Hier wäre die RNA: cmsvm_GA-p[e20-30MB_Lin64f]_1_Drosophila-simulans_CM000363.lin.EMBL_RF00028_Intron_gpI_1349111823_23352_8
Und der stderrr ganz unten:
Code: Alles auswählen
</stderr_txt>
<message>
upload failure: <file_xfer_error>
<file_name>cmsvm_GA-p[e20-30MB_Lin64f]_1_Drosophila-simulans_CM000363.lin.EMBL_RF00028_Intron_gpI_1349111823_23352_8_0</file_name>
<error_code>-161</error_code>
</file_xfer_error>
<file_xfer_error>
<file_name>cmsvm_GA-p[e20-30MB_Lin64f]_1_Drosophila-simulans_CM000363.lin.EMBL_RF00028_Intron_gpI_1349111823_23352_8_1</file_name>
<error_code>-161</error_code>
</file_xfer_error>
Bei der ist die Ausgabe für mich reichlich unübersichtlich, vielleicht kann ja einer der Programmierer hier da was mit anfangen.

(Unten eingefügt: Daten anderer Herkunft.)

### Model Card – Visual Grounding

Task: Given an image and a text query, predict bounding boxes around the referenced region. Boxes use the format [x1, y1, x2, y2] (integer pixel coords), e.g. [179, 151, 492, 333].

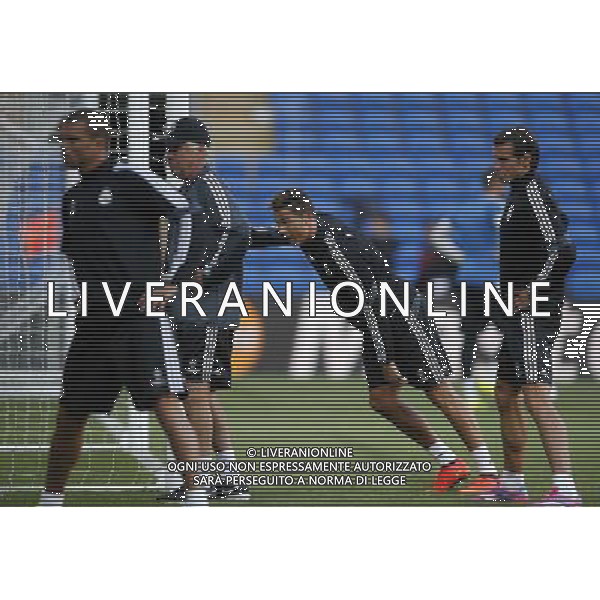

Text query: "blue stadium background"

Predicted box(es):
[0, 93, 600, 302]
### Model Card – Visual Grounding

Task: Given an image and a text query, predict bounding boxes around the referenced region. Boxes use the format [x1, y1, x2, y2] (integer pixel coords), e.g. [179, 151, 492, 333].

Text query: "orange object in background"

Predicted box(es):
[21, 213, 60, 257]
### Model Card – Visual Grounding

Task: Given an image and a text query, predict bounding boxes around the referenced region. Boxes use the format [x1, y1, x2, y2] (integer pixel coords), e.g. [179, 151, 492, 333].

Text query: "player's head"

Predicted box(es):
[166, 117, 210, 181]
[494, 129, 540, 182]
[52, 110, 111, 171]
[271, 189, 317, 244]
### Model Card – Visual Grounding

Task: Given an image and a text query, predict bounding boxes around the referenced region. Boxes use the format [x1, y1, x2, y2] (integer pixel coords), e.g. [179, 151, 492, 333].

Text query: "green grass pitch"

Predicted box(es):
[0, 375, 600, 508]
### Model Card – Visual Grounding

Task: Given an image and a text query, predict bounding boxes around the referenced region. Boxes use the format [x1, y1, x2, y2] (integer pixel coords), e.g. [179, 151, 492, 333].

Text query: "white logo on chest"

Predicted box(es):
[504, 204, 515, 221]
[98, 189, 112, 206]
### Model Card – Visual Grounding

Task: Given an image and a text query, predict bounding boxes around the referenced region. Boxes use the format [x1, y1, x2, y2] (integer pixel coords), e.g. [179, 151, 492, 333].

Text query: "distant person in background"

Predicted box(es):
[483, 129, 581, 506]
[417, 217, 490, 397]
[353, 202, 399, 273]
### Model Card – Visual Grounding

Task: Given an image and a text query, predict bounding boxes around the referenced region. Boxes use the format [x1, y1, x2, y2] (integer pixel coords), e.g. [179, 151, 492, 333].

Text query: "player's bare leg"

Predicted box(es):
[184, 382, 213, 456]
[155, 395, 210, 504]
[40, 405, 89, 506]
[523, 384, 571, 475]
[495, 380, 527, 474]
[369, 380, 469, 492]
[522, 384, 581, 505]
[481, 379, 528, 503]
[369, 384, 436, 449]
[210, 392, 250, 500]
[426, 380, 497, 493]
[427, 381, 484, 452]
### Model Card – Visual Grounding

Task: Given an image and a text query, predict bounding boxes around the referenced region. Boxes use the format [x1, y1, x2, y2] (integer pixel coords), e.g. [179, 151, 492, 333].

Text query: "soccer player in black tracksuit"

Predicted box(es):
[273, 190, 495, 492]
[157, 116, 287, 500]
[482, 129, 580, 505]
[40, 111, 207, 506]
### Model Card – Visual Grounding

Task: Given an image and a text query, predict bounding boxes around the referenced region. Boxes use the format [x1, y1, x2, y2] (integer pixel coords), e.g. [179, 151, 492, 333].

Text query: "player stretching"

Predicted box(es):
[160, 117, 286, 500]
[272, 190, 496, 492]
[484, 129, 581, 506]
[40, 111, 207, 506]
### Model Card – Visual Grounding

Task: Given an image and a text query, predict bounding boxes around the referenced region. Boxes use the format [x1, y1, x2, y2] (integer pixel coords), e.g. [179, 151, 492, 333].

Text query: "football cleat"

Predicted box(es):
[458, 475, 499, 495]
[433, 458, 470, 493]
[479, 485, 529, 504]
[156, 485, 186, 502]
[209, 485, 250, 500]
[536, 488, 583, 506]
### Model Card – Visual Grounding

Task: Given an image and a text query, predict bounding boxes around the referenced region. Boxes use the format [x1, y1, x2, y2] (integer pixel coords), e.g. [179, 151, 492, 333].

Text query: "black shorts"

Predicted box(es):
[363, 296, 452, 391]
[498, 311, 560, 386]
[175, 319, 235, 391]
[61, 316, 185, 413]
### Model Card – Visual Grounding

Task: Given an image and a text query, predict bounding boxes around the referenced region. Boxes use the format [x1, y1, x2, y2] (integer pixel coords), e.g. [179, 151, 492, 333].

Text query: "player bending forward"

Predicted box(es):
[272, 189, 496, 492]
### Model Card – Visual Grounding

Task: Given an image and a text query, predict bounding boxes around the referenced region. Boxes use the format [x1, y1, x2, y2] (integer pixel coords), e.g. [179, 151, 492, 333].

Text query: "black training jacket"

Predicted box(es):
[500, 174, 576, 291]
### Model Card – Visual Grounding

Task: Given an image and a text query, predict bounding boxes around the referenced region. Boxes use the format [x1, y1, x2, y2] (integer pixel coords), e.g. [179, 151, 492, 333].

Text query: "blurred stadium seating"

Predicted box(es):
[0, 93, 600, 302]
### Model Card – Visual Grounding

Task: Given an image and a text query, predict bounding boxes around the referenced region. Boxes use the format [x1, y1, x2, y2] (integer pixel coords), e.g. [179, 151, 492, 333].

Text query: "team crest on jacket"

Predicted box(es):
[98, 189, 112, 206]
[505, 204, 515, 221]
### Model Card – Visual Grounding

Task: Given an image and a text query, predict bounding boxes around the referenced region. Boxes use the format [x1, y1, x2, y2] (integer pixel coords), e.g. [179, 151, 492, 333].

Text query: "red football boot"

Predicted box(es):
[433, 458, 470, 493]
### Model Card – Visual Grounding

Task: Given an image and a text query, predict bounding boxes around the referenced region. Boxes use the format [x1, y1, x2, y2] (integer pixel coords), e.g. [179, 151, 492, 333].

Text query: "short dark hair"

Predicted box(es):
[271, 188, 313, 212]
[494, 129, 540, 171]
[57, 109, 113, 141]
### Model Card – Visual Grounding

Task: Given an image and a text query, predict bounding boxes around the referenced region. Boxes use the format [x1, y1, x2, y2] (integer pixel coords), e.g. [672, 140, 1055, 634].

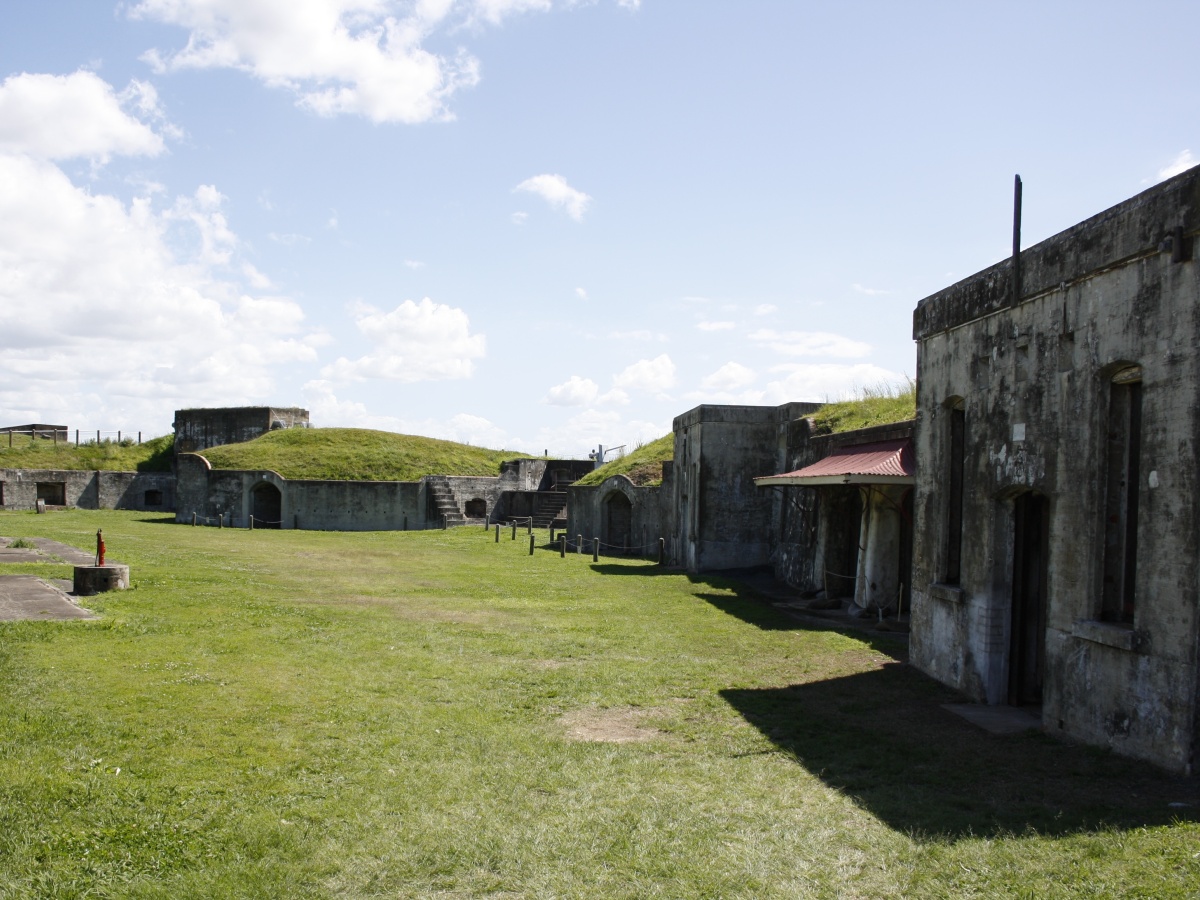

Ich habe beide VBoxes im VBox-Manager mit Sicherung angehalten, aber ein versuchter Neustart ging nicht. Vermutlich wurde der Slot beim Melden der Wutzen gelöscht, da habe ich nicht dran gedacht.
Beide VBoxes haben jedenfalls munter gerechnet und nach Systemüberwachung jeweils ca. 25% meines 4-Kerners belegt, während die anderen 4 Wutzen sich mit den verbliebenen 50% begnügen mussten.
Edith sagt:
Bevor ich die beiden Projekte auf NNW gesetzt habe (unbeaufsichtigt sollten die im Moment wohl eher nicht laufen), hat sich RNA eine neue Wutz geladen, und die steht jetzt nach 10min auf 98,765%, ein Stand, den ich bei anderen Wutzen auch schon über einen sehr langen Zeitraum ohne jede Änderung gesehen habe. Da die bislang (von meinen Wingmen) eher schlecht berechnet wurde, habe ich sie mal angehalten, was sie im VBox-Manager auch prompt auf "Ausgeschaltet" gesetzt hat. Heut' Abend werd' ich sie wieder einschalten und mehr berichten.